Though Clancy lives here and his teammates live in California, they race together often, and the ability to train together isn't an issue.
"We all live in different cities, but when you're spending so much time, 24 hours at a time in a race, you get to know each other very well," Clancy said.
Judson said high-level racers, like those on this team, have a high
"We don't even have to talk to each other," he said, adding that you can just look at a teammate and know if he or she is tired or hungry.
That's important over 24 hours, and longer races, too, which the team does regularly. So is fitness -- you're only as fast as your slowest teammate, Judson said, so it's good to have a balanced team.
But the real key to adventure-racing success is navigation with a map and compass, Clancy said. In the 2008 Baja Travesia, a 72-hour adventure race in Mexico, his team went the wrong way for eight hours.
"We started hallucinating maybe 40 hours into the race and started to make some terrible navigation errors," he said. After correcting their eight-hour detour, though, the team navigated flawlessly, he said, and won the race.
Judson said in situations like that, Clancy never loses his composure.
"No matter how much the team is suffering, no matter how much the team has been out in the wet and cold, you never see any cracks in his personality," Judson said.
And that's helpful for the whole team, because lousy weather is part of adventure racing, he said. In fact, Judson had hoped for worse weather this weekend.
"We've spent a lot of time all over the world suffering, and we're good at it," Judson said. "That's part of adventure racing. You want to battle the elements, Mother Nature, just as much as you battle the other teams."
Clancy finds that competitive spirit in Boulder while training, too.
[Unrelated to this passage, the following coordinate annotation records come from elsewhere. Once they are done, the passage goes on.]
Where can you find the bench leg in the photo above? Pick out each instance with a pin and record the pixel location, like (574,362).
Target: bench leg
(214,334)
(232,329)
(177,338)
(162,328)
He moved here in April.
"The quality of athletes in Boulder is, we all know, ridiculously high," he said.
He said he's made great training partners and friends in locals like paddler Jeremy Rodgers, a member of the U.S. National Wildwater Team. Cycling around Boulder, always surrounded by professionals, he said, is also a great reality check.
"That's what I enjoy about Boulder the most, the constant humbling. It forces you to improve."